The connection between ‘patents’, which are the currency of the IPR game, and real innovation has been broken. Now the IPR game is to grab and to hold something, anything, and charge others who need to use it. The ‘intellectual property’ seized may have been common knowledge shared within communities for ages—such as the medicinal properties of neem and turmeric. Grab it. Get your lawyers to patent it. Register it as your property. Then charge others who use it. There is no new invention. But ‘IPR’ enables the grabber to become rich and others to become poorer. In the process, the value of traditional knowledge is monetized. Which causes more money to circulate in the economy—fees to lawyers to register and defend the patent, licence fees paid by users, etc. All this adds up into the gross domestic product (GDP), whereas traditional knowledge which was open source, did not count in the money economy. The application of the IPR regime makes GDP go up, even without new knowledge being produced. At the same time, some individuals and firms become wealthier, while others, now forced to pay for what was free, become poorer.
A mantra of the 21st century is that the world, which shifted from an agricultural economy to an industrial economy in the 19th century, has now moved into a knowledge economy.

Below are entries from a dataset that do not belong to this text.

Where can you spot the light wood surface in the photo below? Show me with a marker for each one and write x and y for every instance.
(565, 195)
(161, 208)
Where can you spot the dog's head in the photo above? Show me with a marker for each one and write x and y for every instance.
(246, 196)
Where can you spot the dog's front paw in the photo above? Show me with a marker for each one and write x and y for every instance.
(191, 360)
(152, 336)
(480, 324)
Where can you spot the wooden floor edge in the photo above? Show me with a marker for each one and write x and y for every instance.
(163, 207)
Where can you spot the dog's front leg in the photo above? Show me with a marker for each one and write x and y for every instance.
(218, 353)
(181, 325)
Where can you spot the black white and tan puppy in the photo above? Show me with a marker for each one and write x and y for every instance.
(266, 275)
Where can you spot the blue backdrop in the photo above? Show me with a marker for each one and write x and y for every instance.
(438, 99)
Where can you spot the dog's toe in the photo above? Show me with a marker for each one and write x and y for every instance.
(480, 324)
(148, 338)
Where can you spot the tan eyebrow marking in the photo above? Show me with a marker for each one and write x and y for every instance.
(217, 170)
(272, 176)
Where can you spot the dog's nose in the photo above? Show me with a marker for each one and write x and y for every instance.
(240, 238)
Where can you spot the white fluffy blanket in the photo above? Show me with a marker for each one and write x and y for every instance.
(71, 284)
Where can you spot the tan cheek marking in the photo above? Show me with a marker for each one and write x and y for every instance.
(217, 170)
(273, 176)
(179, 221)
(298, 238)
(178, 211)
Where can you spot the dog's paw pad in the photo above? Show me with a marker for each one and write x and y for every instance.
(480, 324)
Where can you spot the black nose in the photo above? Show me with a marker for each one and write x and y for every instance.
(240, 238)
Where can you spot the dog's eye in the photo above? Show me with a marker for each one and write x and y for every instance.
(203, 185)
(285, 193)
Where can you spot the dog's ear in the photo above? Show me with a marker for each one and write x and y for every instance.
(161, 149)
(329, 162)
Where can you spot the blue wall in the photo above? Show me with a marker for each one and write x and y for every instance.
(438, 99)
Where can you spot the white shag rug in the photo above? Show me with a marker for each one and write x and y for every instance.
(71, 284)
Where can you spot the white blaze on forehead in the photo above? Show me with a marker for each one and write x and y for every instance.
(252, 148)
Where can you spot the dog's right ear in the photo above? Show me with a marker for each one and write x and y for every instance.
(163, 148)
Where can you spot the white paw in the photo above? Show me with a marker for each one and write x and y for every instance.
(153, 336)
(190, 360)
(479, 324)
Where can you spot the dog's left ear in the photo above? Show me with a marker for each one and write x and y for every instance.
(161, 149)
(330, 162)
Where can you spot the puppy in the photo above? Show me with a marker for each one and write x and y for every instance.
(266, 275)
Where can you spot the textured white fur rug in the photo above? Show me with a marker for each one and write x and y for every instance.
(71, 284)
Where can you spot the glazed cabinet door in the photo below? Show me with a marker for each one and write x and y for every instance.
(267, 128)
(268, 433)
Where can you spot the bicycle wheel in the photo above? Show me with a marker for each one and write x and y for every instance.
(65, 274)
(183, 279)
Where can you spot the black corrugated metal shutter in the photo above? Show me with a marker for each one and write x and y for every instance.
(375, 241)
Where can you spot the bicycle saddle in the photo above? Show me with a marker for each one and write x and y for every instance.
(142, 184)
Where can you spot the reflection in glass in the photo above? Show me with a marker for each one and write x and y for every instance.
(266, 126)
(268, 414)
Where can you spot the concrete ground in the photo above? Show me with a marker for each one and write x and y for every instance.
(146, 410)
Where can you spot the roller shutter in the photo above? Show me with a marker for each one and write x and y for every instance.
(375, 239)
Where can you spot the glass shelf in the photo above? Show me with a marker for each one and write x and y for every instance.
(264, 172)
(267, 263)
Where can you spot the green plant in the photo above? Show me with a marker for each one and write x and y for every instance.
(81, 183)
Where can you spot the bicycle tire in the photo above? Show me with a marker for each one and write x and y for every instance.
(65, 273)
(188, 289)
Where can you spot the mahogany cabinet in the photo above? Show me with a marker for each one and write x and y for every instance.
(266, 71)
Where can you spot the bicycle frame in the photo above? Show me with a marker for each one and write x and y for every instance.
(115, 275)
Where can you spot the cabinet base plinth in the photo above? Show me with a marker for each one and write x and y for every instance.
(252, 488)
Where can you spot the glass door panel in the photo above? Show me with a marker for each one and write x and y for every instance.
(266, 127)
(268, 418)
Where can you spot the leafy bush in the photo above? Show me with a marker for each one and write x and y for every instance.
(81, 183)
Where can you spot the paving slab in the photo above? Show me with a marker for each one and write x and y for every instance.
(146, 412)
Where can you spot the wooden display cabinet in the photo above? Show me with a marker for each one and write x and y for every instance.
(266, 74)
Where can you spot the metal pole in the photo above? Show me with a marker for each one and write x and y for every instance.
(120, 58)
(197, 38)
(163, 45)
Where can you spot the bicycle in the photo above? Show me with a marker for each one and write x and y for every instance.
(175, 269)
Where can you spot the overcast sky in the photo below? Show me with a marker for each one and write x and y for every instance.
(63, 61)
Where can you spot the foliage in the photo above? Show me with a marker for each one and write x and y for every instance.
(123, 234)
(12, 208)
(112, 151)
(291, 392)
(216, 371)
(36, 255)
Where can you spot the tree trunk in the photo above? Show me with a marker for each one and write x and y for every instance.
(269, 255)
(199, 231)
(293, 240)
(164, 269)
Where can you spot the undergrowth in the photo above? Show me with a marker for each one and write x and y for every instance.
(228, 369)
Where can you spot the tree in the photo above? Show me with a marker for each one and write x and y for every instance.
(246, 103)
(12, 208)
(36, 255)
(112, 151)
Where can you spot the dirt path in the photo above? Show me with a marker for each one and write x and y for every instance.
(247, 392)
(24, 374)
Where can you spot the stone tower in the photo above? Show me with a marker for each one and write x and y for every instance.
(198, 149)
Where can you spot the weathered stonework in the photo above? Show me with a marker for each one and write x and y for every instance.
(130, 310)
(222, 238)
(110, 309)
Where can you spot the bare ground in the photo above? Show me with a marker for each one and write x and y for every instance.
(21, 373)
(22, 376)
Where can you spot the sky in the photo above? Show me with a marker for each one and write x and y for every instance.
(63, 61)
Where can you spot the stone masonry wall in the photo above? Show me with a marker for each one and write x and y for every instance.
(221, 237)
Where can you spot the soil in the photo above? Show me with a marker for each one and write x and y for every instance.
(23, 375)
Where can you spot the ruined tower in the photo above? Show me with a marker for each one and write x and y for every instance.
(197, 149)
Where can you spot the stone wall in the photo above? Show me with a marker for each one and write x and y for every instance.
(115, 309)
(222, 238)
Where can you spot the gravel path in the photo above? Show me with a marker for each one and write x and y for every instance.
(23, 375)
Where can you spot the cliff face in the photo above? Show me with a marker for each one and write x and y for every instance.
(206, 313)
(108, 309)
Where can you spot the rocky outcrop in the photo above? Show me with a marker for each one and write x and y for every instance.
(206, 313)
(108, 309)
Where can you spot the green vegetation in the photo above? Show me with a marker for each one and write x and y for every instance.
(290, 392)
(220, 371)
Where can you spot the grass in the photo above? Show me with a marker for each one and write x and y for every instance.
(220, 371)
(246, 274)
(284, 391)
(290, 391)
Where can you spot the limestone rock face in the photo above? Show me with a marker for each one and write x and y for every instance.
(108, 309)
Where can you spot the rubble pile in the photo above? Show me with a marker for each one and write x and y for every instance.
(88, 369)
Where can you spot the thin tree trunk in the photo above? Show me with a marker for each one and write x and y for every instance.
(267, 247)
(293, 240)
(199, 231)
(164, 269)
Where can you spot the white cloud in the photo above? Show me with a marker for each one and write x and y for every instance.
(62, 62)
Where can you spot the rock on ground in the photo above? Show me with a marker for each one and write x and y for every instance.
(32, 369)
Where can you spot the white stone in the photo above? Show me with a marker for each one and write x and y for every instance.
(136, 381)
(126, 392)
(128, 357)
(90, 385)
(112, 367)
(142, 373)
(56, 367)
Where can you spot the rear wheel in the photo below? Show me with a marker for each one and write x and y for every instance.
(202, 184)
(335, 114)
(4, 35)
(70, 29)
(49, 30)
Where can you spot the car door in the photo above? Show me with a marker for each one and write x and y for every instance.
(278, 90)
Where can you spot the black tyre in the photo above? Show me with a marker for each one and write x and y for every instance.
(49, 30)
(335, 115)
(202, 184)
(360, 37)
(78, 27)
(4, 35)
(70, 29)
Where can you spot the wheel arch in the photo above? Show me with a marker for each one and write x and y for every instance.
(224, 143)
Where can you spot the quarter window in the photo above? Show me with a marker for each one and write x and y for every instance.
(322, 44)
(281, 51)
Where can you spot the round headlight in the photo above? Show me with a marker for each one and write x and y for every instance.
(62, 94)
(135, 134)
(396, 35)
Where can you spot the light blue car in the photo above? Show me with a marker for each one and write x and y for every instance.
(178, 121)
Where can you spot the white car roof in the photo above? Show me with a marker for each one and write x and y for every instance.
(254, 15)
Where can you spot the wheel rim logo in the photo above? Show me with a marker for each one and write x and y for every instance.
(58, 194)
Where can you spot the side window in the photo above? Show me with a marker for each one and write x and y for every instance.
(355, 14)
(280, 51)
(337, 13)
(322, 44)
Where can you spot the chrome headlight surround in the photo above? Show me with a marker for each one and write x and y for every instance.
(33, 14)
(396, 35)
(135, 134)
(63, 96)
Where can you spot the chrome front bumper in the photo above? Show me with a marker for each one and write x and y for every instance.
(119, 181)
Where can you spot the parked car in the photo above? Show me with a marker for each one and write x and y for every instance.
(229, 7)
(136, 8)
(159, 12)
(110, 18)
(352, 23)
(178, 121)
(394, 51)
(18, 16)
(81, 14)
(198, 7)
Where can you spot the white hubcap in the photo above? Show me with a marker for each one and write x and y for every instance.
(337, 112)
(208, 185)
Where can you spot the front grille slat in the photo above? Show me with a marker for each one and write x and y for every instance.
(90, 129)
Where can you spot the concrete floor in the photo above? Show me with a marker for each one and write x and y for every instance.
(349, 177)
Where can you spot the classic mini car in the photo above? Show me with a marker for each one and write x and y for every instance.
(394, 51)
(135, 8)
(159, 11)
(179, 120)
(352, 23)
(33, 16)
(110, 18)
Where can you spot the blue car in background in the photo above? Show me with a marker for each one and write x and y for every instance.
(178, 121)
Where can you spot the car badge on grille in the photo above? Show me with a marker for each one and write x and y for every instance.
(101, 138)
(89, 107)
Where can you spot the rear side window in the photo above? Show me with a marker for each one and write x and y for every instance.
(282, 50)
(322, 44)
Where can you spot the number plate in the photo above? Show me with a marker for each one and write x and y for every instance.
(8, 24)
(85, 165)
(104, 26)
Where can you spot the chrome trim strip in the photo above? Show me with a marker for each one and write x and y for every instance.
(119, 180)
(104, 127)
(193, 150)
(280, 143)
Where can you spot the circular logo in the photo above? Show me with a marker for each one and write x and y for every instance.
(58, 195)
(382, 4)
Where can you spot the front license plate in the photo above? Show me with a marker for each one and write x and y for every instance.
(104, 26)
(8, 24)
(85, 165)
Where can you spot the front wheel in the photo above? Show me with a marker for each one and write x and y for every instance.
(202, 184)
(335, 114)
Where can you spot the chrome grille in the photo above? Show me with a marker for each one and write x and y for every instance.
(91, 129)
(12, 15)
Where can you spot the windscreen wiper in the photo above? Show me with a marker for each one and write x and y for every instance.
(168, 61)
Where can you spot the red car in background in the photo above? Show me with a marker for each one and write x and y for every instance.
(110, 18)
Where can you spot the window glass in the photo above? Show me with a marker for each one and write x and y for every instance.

The hope is that the discovery and application of knowledge will enable humanity to discover and implement solutions to its problems of poverty, inequity, and over-exploitation of natural resources. For knowledge to produce the outcomes humanity aspires for, one should go back to fundamental principles. Should nature, and knowledge, be converted into ‘property’? And should only some be given the rights to use and monetize that property?
If Joseph Stiglitz is ideologically left-of-centre among economists, The Economist is proudly right-of-centre. Yet both agree the IPR system must be changed. It is ‘Time to Fix Patents’, says The Economist in its editorial column (August 8, 2015). It explains: “Patents are supposed to spread knowledge by obliging holders to lay out their innovation for all to see; they often fail because patent-lawyers are masters of obfuscation. Instead, the system has created a parasitic ecology of trolls and defensive patent-holders, who aim to block innovation, or at least to stand in its way unless they can grab a share of the spoils. An early study found that newcomers to the semiconductor business had to buy licenses from incumbents for as much as $200m. Patents should spur bursts of innovation; instead, they are used to lock in incumbents’ advantages.”
The time has come to examine the fundamental principles of the IPR regime. Without doubt, India must improve the machinery for implementing any IPR regime. It must have competent patent offices, good competition regulators, and an effective judicial system. The pipes and valves of an efficient system must be in place. However, the 21st century question for India, and the whole world, is: what should be poured down the pipes of a good IPR machine? The old IPR wine now turning rancid, or a fresh, innovative wine? To make this new wine, an open-minded dialogue is required, with a lot more listening among stakeholders, and less arm-twisting by those with vested interests in the present system.